- Directed by: Roger D. Evans
- Written by: Mark Feltch
- Starring: Steve Norman (as Jet Benny) James Black Kevin Dees Steve Garfinkel James Luedemann Polly MacIntyre Richard Sabel Mark Walz
- Music by: Marianne Pendino
- Distributed by: United Entertainment
- Release date: 1986;
- Running time: 77 minutes
- Country: United States
- Language: English

= The Jet Benny Show =

The Jet Benny Show is a 1986 science fiction parody film, in which the title character is a spoof of Jack Benny. The plot is a broad parody of the Star Wars films, and is deliberately low-budget in appearance.

==Synopsis==

===Opening===
At the start of the film, we see a black-and-white television show, which appears to be The Jack Benny Program, although that name is never used. The host (Steve Norman) welcomes his special guest (Polly MacIntyre), and introduces the sketch for the evening (which is the body of the film, and in color).

===The “sketch”===
Jet Benny (Norman), a self-proclaimed “intergalactic soldier of fortune,” is traveling through space in his ship — the Maxwell, piloted by the android Rochester (Kevin Dees) — when the vessel loses power and crashes down on an unfamiliar planet. After Jet regains consciousness, Rochester and the Maxwell are nowhere to be found; Jet spends the next few years living in the woods like a hermit.

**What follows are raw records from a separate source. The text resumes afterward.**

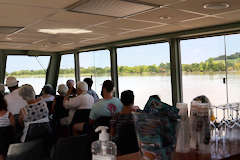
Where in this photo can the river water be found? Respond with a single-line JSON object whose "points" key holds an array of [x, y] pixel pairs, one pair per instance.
{"points": [[194, 85]]}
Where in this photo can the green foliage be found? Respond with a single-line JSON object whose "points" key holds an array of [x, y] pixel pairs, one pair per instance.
{"points": [[211, 65]]}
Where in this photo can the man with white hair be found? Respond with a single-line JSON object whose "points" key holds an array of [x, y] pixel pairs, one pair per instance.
{"points": [[79, 106], [14, 101]]}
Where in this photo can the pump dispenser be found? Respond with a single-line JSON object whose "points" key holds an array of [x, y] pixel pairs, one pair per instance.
{"points": [[103, 149]]}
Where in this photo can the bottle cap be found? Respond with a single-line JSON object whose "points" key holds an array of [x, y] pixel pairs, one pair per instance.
{"points": [[103, 136]]}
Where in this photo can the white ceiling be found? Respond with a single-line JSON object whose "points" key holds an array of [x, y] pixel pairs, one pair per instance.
{"points": [[102, 18]]}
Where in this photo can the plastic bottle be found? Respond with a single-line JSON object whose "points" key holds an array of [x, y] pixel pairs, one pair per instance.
{"points": [[103, 149], [183, 131], [200, 127]]}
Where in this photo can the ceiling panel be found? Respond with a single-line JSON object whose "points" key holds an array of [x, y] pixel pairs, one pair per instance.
{"points": [[19, 16], [231, 16], [165, 15], [112, 8], [41, 3], [106, 31], [197, 6], [204, 22], [80, 19], [166, 29], [129, 24]]}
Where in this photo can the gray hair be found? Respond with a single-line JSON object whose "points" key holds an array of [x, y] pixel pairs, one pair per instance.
{"points": [[82, 86], [27, 92]]}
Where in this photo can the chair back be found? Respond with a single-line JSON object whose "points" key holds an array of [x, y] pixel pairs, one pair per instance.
{"points": [[73, 148], [34, 150]]}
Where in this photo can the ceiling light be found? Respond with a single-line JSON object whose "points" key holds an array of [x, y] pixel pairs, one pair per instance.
{"points": [[64, 31], [165, 18], [216, 5]]}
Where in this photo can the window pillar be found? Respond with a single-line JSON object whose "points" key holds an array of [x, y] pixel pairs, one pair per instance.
{"points": [[176, 71]]}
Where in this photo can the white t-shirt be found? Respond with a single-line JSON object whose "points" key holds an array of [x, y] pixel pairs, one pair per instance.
{"points": [[83, 101], [15, 102]]}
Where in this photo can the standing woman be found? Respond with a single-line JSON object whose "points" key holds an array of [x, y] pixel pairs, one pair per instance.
{"points": [[7, 128], [79, 106], [35, 112]]}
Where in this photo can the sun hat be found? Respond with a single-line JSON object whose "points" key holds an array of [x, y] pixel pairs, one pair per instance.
{"points": [[11, 81]]}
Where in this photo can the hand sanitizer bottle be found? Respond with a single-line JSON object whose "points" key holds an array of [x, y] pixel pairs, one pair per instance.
{"points": [[103, 149]]}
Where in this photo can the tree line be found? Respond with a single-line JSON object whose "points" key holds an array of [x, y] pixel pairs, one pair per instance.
{"points": [[211, 65]]}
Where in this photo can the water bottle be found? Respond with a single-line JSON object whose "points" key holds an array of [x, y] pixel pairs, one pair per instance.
{"points": [[103, 149]]}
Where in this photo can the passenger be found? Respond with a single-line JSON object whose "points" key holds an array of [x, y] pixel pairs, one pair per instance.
{"points": [[7, 124], [2, 90], [35, 112], [122, 127], [79, 106], [47, 95], [60, 113], [107, 106], [14, 101], [89, 81], [70, 85]]}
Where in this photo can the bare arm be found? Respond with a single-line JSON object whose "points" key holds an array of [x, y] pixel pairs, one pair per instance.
{"points": [[21, 117], [12, 120]]}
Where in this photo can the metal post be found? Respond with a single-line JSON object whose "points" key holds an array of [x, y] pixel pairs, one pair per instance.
{"points": [[53, 70], [176, 71], [114, 69], [3, 60], [77, 66]]}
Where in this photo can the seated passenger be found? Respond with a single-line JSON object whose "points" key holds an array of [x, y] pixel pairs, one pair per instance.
{"points": [[122, 129], [70, 85], [107, 106], [47, 95], [89, 81], [59, 112], [14, 101], [7, 124], [80, 105], [35, 112]]}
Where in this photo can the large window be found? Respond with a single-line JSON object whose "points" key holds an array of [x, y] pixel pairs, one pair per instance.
{"points": [[146, 71], [28, 70], [66, 69], [203, 68], [95, 65], [233, 65]]}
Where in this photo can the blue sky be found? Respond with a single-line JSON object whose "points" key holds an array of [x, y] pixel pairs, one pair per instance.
{"points": [[193, 51]]}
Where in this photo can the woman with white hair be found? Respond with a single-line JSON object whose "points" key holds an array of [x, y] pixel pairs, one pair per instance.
{"points": [[35, 112], [81, 105]]}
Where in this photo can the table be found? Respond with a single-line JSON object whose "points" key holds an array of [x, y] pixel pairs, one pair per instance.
{"points": [[178, 156]]}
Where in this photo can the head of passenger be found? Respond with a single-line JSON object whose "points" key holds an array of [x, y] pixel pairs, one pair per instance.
{"points": [[107, 89], [3, 103], [48, 89], [12, 83], [2, 90], [89, 81], [62, 90], [127, 98], [82, 87], [70, 83], [27, 93]]}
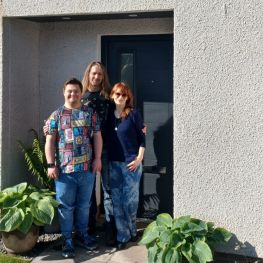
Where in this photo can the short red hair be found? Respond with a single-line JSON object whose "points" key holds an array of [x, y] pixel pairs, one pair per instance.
{"points": [[124, 89]]}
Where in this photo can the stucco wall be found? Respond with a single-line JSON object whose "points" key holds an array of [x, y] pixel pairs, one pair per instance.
{"points": [[20, 105], [218, 103]]}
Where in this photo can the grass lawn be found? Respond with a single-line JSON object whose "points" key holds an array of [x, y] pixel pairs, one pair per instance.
{"points": [[4, 258]]}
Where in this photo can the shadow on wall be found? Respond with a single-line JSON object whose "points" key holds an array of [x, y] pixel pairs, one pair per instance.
{"points": [[162, 200]]}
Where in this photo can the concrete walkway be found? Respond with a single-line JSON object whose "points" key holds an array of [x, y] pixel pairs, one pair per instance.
{"points": [[132, 254]]}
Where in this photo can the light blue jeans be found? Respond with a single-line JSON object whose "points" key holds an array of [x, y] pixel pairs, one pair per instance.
{"points": [[105, 182], [73, 192], [125, 197]]}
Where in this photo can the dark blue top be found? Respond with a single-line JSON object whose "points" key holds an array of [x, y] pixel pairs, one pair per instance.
{"points": [[125, 136]]}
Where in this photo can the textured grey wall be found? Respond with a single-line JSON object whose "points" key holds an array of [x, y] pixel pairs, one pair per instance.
{"points": [[218, 99]]}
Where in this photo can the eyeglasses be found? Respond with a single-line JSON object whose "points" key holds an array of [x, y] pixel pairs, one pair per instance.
{"points": [[120, 94]]}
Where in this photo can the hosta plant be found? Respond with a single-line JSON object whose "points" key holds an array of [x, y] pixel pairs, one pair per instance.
{"points": [[24, 205], [182, 239], [35, 159]]}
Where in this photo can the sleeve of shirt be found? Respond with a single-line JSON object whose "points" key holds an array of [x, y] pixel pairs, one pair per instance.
{"points": [[52, 124], [95, 122], [139, 124]]}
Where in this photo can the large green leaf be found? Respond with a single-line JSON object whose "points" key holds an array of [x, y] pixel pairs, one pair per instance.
{"points": [[177, 240], [221, 235], [152, 254], [52, 201], [202, 251], [150, 233], [2, 198], [149, 237], [12, 220], [26, 224], [180, 222], [165, 236], [13, 200], [43, 211], [19, 188], [186, 250], [164, 220], [192, 227]]}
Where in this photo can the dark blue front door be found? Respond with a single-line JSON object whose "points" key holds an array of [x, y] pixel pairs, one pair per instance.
{"points": [[146, 64]]}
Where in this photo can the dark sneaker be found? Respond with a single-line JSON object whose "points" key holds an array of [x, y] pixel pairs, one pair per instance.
{"points": [[121, 245], [86, 241], [134, 238], [68, 250]]}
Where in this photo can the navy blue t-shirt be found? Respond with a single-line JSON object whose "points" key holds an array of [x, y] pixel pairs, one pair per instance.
{"points": [[125, 136]]}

One day, Jet sees a woman (MacIntyre) being whipped and beaten by a thug and his henchmen, and he uses his raygun to scare them off. The woman turns out to be Princess Miranda; her family and people have been tyrannized by the forces of Lord Zane for the last few years, with the aid of android Rochester whose memory had been damaged by the crash.

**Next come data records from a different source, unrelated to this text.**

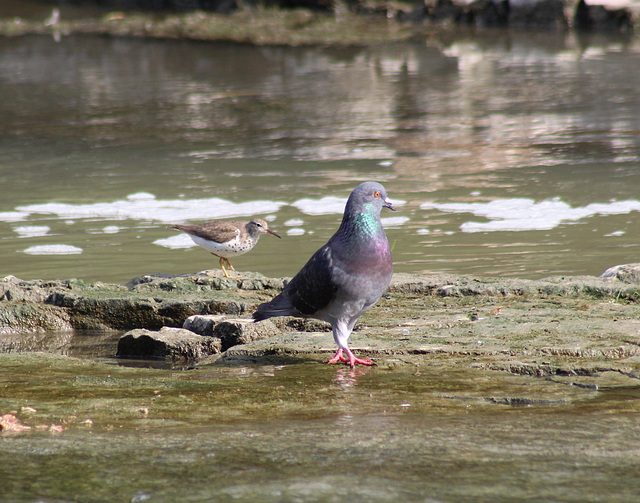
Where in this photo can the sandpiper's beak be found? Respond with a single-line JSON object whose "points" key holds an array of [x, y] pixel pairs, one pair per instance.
{"points": [[388, 204]]}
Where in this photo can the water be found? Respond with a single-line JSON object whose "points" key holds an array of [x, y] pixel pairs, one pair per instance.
{"points": [[105, 141]]}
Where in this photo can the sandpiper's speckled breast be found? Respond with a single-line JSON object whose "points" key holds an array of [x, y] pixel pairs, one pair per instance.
{"points": [[231, 248]]}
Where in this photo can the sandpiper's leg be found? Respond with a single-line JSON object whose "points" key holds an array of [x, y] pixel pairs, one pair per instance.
{"points": [[222, 259]]}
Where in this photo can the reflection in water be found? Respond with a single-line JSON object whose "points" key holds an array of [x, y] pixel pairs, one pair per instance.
{"points": [[495, 117]]}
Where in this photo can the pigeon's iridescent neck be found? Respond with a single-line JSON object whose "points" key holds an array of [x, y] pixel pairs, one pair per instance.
{"points": [[363, 224]]}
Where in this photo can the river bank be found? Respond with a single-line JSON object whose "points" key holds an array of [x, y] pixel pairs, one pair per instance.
{"points": [[359, 25], [582, 329], [527, 388]]}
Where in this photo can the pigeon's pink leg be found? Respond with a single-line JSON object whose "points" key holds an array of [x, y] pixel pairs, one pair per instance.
{"points": [[338, 357], [352, 360]]}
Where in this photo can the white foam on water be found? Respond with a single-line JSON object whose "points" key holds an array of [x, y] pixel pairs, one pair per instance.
{"points": [[53, 250], [144, 206], [327, 205], [394, 221], [13, 216], [32, 231], [176, 242], [521, 214]]}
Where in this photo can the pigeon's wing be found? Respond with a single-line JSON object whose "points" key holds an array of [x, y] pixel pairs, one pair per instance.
{"points": [[313, 288], [308, 292]]}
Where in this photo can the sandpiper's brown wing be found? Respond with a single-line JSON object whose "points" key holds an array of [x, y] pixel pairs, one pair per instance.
{"points": [[218, 231]]}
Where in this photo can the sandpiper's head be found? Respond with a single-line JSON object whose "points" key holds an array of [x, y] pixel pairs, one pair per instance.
{"points": [[256, 227]]}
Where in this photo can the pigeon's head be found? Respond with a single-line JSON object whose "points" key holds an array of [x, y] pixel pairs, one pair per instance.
{"points": [[371, 193]]}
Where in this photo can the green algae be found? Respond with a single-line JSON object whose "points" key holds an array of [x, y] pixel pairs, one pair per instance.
{"points": [[310, 432]]}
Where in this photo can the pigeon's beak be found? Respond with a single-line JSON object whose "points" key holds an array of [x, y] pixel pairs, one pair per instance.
{"points": [[388, 204]]}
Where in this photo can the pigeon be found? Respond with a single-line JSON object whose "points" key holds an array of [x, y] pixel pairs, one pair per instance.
{"points": [[345, 277]]}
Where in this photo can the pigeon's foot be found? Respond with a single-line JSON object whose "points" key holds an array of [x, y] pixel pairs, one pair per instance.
{"points": [[350, 359]]}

After freeing Rochester and restoring his memory, the reluctant Jet is persuaded by Miranda into breaking into Zane's castle and freeing her brother, Prince Carmen (Richard Sabel). After escaping from the castle, the heroes take the Maxwell (which was in Zane's possession) to help Miranda's father, the King (Mark Walz); he and his people are in a walled city, which is being besieged by Zane's forces. The heroes win the battle, and the members of the royal family are reunited.

Jet is getting ready to leave the planet when Miranda catches up to him and kisses him; as a result, Jet, who had been eager to get away from the planet, is now reluctant to leave.

===Closing===
On the television show, the host thanks the guest and cast members for their work, and starts talking about next week's show.

==Low-budget look==
Unlike the science fiction movies this film parodies, The Jet Benny Show was given a deliberate low-budget appearance; “outer space” was a black backdrop with large white lights poking through it, the spaceship had visible wires, action figures were used for a chase scene, et cetera. In one scene, the action was replaced with rotoscoped animation.

==Notes==
- The names of the prince and princess were taken from Carmen Miranda, a fact that was made clear to the audience near the end of the movie.
- Rochester was named after Eddie Anderson’s character from The Jack Benny Program; besides the name, however, the two characters have nothing in common.
- Jet's vessel, the Maxwell, was named after the Maxwell automobile that Jack Benny claimed to own during sketches on his show.

==Availability==
This movie has been released on VHS videocassette as well as Betamax, but not on DVD.